DATA CLEANING -
PRESIDENTIAL DATA

Data Set: Press Here
GitHub File: Press Here

Overview:
This project focuses on cleaning and preparing a fabricated dataset in Excel, involving standardisation, formatting and the removal of unnecessary data. These steps are essential for ensuring that the dataset is well-structured and ready for analysis. The project serves as an introductory project in data cleaning, using various Excel techniques.

Key Skills Used:
Removing Duplicates
Text Functions: UPPER, LOWER, PROPER, TRIM
Filtering and Sorting
Data Formatting: Number and Date formats
Data Standardisation
Data Reduction: Removing unnecessary columns and rows

Dataset Description:
• The dataset includes fake, fabricated data from a fictional context, designed to simulate real-world datasets.
• It contains fields like names, parties, dates, and prices, with typical inconsistencies often found in raw data such as duplicates, incorrect text formatting, and varied date formats.

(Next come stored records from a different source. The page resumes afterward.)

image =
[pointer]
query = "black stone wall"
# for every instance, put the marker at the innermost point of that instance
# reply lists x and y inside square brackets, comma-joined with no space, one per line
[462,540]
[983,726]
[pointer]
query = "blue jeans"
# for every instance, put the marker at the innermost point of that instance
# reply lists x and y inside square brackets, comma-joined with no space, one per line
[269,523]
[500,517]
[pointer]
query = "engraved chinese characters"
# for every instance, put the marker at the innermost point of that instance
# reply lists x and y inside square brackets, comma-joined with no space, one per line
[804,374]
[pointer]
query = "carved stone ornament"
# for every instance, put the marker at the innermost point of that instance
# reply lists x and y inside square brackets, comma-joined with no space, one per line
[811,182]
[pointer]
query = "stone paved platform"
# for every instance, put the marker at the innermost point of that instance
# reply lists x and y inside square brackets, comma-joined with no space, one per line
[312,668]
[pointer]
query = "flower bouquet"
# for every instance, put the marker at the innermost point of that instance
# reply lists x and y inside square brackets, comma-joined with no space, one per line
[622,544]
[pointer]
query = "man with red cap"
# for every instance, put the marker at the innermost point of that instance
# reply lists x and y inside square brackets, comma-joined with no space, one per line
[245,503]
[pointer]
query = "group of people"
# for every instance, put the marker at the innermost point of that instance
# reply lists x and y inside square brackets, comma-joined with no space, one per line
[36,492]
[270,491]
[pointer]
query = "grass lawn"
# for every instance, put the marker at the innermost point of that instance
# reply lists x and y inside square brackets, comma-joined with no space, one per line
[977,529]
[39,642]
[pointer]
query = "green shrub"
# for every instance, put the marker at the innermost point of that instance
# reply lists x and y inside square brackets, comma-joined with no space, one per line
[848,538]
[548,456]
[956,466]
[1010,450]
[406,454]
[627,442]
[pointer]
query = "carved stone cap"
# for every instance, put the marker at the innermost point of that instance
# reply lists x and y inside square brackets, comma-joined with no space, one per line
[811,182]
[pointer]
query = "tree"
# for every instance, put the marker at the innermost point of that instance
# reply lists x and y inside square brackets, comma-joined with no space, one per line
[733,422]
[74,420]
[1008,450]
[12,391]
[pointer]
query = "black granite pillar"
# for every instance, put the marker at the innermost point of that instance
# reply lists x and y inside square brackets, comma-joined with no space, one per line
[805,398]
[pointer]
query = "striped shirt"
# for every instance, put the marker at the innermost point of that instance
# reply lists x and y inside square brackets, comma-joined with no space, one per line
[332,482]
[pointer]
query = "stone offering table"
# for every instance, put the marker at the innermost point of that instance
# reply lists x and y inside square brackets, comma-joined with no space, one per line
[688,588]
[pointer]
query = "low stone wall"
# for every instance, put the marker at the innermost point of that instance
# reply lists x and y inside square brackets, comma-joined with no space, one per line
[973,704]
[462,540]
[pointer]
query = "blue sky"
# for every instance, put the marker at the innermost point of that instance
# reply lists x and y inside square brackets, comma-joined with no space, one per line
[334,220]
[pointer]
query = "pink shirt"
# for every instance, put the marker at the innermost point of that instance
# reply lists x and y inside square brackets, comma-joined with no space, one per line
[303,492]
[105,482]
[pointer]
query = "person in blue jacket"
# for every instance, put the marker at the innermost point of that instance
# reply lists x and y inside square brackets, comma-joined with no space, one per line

Why This Project is Worth Doing:
• This project provides an essential introduction to data cleaning, a critical skill for data analysts.
• It showcases real-world Excel functions and techniques used in data preparation.
• Clean and standardised data is necessary for accurate analysis and insights, and this project helps establish the foundations for further analysis, reporting or visualisation tasks.

Step-by-Step Guide for Data Cleaning:

  1. Copy Data Sheet: Right-click on the active sheet → Click Move or Copy → Click OK.
  2. Remove Duplicates: Go to Data tab → Select dataset → Click Remove Duplicates → Confirm columns to check for duplicates → Click OK.
  3. Standardise Text Formatting: Insert new columns for text formatting → Use UPPER, LOWER, or PROPER functions to format text uniformly.
  4. Filter and Update Inconsistent Text: Apply filters → Correct any inconsistencies (e.g., names, parties) using manual updates or formulas.
  5. Trim Excess Spaces: Use the TRIM function to remove unnecessary spaces from the text fields.
  6. Convert Currency to Numbers: Remove any currency symbols from price fields → Convert text-formatted numbers to numeric values.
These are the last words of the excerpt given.